I've successfully talked over 60 clients NOT to sell now because of the weak sellers' market. However, I DO believe it is a great time to buy. Lots of inventory, great interest rates, banks that don't know how to properly price a property. But I'd be very, very selective.

"At a financial conference today, [JPM CEO Jamie] Dimon told Fed chief Ben Bernanke there's no longer any reason to crack down on Wall Street. 'Most of the bad actors are gone,' he said. '[O]ff-balance-sheet businesses are virtually obliterated, ... money market funds are far more transparent" and 'most very exotic derivatives are gone.'

Dimon said he worried that financial reform legislation is 'holding us back at this point' from a stronger economy."
http://www.readersupportednews.org/opinion2/279-82/6197-jamie-dimons-bizarre-idea-about-why-the-recovery-has-stalled

"JPMorgan Chase and the other giant banks on Wall Street are bigger than they were before. And now they're certain they're too big to fail. Without far stricter regulation they have every incentive to repeat their binge."

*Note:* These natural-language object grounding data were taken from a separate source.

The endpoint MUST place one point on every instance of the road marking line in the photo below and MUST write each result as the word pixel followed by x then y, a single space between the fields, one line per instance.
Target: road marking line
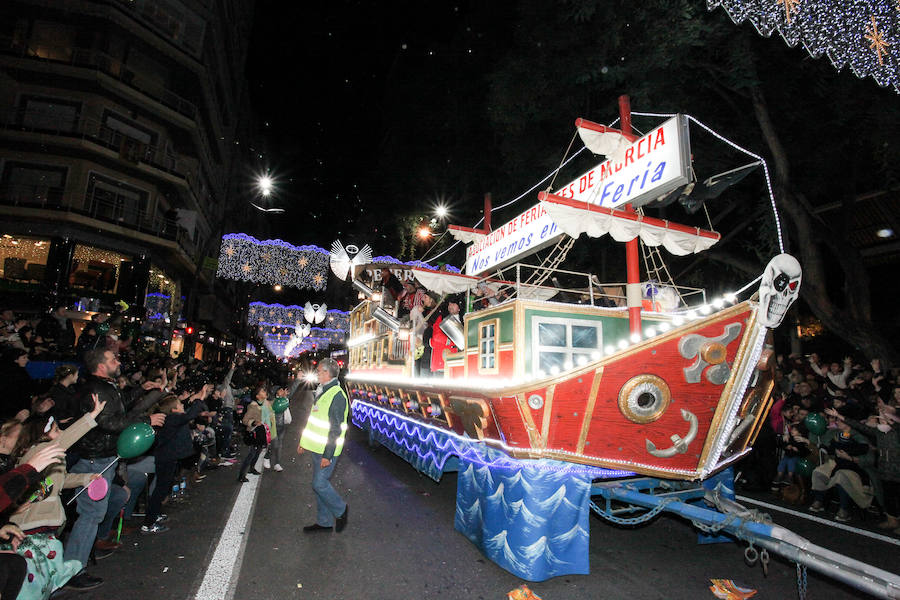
pixel 221 574
pixel 835 524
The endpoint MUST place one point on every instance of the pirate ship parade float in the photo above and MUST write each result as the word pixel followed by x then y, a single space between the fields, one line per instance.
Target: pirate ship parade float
pixel 552 396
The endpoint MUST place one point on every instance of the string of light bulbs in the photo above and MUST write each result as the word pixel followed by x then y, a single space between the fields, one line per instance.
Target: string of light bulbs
pixel 863 34
pixel 276 262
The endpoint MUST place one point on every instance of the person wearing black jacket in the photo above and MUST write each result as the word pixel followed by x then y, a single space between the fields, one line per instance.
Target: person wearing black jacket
pixel 173 443
pixel 97 450
pixel 18 385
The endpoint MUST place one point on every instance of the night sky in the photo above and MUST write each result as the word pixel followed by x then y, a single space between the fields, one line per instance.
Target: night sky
pixel 356 99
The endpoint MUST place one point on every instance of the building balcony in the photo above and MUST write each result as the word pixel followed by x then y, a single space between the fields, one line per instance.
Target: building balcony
pixel 53 203
pixel 100 62
pixel 75 127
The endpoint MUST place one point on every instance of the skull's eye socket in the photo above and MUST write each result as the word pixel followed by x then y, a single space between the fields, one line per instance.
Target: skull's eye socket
pixel 644 398
pixel 781 282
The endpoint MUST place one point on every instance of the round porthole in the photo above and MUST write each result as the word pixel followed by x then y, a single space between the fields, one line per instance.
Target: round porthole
pixel 644 398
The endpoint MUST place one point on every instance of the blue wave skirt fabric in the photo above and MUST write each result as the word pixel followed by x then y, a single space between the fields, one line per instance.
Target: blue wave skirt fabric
pixel 532 520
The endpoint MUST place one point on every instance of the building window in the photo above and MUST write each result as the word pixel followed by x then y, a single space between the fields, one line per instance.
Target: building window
pixel 23 259
pixel 29 183
pixel 48 114
pixel 487 346
pixel 52 41
pixel 559 344
pixel 114 201
pixel 96 269
pixel 135 143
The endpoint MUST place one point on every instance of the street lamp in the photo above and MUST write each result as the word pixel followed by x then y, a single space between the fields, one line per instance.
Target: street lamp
pixel 264 183
pixel 265 186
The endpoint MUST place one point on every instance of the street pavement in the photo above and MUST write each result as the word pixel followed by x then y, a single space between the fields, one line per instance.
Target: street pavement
pixel 400 544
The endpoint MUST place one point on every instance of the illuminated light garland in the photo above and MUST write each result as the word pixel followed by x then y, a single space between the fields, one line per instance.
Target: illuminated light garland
pixel 280 345
pixel 428 448
pixel 292 314
pixel 413 263
pixel 864 35
pixel 85 254
pixel 245 258
pixel 334 336
pixel 158 306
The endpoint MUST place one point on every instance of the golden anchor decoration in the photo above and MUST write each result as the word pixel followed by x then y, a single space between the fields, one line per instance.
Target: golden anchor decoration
pixel 679 444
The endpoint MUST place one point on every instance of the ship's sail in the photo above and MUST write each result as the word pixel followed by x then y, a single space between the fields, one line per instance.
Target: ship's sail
pixel 575 217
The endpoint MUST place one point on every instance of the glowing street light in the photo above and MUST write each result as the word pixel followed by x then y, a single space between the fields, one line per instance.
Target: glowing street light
pixel 265 185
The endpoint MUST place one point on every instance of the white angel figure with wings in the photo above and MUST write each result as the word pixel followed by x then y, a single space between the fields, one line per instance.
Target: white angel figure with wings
pixel 315 313
pixel 344 261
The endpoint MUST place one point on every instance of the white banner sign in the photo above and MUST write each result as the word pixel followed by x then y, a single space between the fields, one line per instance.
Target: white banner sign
pixel 652 166
pixel 530 231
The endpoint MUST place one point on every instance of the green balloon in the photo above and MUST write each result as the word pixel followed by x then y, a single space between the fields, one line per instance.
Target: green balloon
pixel 805 467
pixel 280 405
pixel 815 423
pixel 135 440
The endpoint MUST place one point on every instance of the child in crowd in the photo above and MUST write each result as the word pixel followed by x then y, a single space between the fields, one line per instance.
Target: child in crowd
pixel 173 443
pixel 795 446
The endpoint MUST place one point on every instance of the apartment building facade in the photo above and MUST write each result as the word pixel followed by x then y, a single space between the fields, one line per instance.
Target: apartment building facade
pixel 121 156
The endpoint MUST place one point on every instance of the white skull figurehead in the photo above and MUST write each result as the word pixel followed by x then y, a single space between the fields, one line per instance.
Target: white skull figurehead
pixel 779 288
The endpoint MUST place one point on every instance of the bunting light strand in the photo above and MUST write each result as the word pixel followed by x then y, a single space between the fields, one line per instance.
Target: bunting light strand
pixel 864 34
pixel 292 314
pixel 276 262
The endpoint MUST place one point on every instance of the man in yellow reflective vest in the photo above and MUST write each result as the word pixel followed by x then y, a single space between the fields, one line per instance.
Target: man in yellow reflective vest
pixel 323 437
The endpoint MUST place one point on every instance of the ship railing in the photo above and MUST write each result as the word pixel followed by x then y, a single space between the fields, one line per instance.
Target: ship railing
pixel 532 282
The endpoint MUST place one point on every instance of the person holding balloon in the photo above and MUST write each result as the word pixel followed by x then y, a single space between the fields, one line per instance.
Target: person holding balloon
pixel 173 443
pixel 280 413
pixel 257 430
pixel 43 513
pixel 96 450
pixel 848 469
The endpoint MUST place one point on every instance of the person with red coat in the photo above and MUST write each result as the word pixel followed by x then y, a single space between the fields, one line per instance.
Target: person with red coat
pixel 439 340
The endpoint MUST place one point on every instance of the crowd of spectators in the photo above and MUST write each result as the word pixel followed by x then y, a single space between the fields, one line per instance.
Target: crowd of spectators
pixel 60 435
pixel 832 441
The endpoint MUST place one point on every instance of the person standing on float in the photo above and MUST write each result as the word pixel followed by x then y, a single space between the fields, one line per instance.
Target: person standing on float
pixel 323 437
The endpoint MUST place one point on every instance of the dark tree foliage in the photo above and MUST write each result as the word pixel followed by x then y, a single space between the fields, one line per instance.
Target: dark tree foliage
pixel 827 136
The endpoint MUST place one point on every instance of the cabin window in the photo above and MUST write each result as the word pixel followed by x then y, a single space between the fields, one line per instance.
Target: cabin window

I should add something about Dimon asserting last February (MarketWatch) that the problem he foresaw during the quarters ahead was the banks having too much capital accumulation. And maybe something about the NYT reporting a few weeks ago that the banks have a problem because they own too much foreclosed property. But it's late and I'm tired. Besides, if someone doesn't know these things by now, he has not been paying attention.

Does anyone else recall the anecdote related by DSK -- the most recent IMF head, now under house arrest in NYC, in the film "Inside Job" -- about attending a meeting in 2008 with Henry Merritt "Hank" Paulson, Jr and American banksters during which the banksters begged for regulation?

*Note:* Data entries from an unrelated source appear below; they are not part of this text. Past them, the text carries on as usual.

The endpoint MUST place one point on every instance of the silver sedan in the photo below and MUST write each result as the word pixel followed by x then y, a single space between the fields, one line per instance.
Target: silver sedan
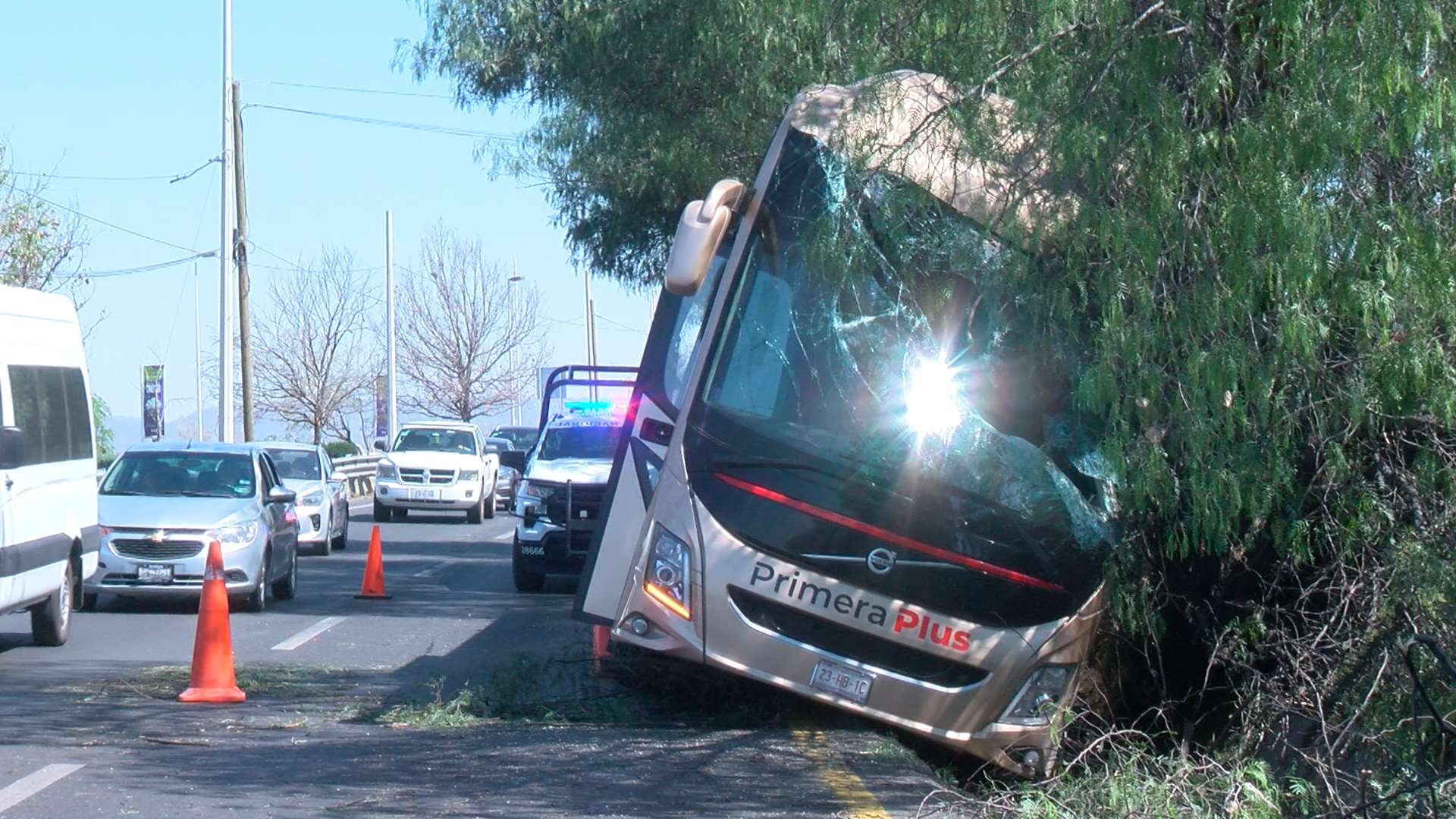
pixel 324 502
pixel 161 504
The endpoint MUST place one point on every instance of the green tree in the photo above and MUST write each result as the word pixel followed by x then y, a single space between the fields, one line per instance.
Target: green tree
pixel 36 238
pixel 1254 302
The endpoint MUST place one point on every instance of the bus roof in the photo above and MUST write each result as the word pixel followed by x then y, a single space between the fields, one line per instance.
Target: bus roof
pixel 900 123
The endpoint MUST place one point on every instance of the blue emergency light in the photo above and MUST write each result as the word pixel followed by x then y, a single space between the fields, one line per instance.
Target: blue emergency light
pixel 590 407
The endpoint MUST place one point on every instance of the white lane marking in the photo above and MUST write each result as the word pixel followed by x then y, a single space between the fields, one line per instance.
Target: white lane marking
pixel 435 569
pixel 308 634
pixel 33 784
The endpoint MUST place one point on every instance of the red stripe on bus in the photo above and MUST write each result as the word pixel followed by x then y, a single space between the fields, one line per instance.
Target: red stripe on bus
pixel 889 537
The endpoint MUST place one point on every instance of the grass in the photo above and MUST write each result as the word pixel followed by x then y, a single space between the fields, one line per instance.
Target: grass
pixel 571 689
pixel 165 682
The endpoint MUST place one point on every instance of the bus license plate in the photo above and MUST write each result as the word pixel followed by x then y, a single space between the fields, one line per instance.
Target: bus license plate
pixel 161 575
pixel 842 681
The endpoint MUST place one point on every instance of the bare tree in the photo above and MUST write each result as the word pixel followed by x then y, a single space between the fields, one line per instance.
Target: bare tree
pixel 36 240
pixel 465 344
pixel 313 349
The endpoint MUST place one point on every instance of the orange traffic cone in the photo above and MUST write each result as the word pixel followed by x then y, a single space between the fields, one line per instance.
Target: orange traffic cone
pixel 213 646
pixel 373 586
pixel 601 646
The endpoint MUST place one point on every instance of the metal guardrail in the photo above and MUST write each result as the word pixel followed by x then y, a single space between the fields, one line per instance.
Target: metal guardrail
pixel 359 472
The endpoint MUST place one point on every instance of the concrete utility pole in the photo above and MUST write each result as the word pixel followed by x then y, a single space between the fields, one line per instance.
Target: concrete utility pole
pixel 240 257
pixel 516 394
pixel 389 321
pixel 592 328
pixel 224 295
pixel 197 340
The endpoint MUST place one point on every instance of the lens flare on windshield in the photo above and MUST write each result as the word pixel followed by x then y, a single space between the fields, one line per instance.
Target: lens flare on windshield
pixel 932 398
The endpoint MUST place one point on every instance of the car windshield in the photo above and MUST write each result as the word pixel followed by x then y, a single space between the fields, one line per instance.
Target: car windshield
pixel 297 464
pixel 520 438
pixel 184 474
pixel 870 328
pixel 596 442
pixel 427 439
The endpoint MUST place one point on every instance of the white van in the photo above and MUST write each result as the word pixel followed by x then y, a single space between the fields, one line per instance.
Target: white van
pixel 49 532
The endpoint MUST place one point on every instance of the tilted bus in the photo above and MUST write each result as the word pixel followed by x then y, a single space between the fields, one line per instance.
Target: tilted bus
pixel 837 479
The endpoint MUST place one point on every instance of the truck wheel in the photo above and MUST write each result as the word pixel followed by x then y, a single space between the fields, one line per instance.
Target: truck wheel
pixel 526 580
pixel 52 621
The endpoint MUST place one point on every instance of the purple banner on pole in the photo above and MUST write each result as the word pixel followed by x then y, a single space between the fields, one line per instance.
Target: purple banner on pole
pixel 153 416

@Rent vs. Buy: definitely rent.

Once the Chinese quit buying our 4.3% U.S. Treasury bonds (or the Fed quits printing money), mortgage rates will rise to 7% (or higher). That will take another 15% to 20% out of market value of sub-$300k single family homes.

Why? Because most sub-$300k buyers don't pay cash (they need a mortgage), and their focus is on their monthly payment, not the total cost of ownership (or contract price).

As interest rates go up, people have to borrow less money to maintain the same monthly payment. When you reduce the leverage available to mortgage buyers, there is downward pressure on home prices, especially when the price takers (REO's and short sales) make up 40% of the market.

Ditto for property taxes: the higher the "monthly" property tax, the less money the bank will qualify you to borrow.

It's hardly just OR:

"The S&P/Case-Schiller index fell to its lowest level since 2003 in a survey released last week. And Fed chair Ben Bernanke warned in a Tuesday speech that the housing sector's ongoing woes are exerting a major drag on the rest of the economy.

Robert Schiller, who co-founded the index, said today that a further decline in home values of 10 percent to 25 percent over the next five years 'wouldn't surprise me at all.'"
http://yhoo.it/j3yq4A

The federal government's efforts to encourage banks to renegotiate mortgages for the millions whose homes are under water have so far achieved negligible results in terms of removing the "major drag on the rest of the economy."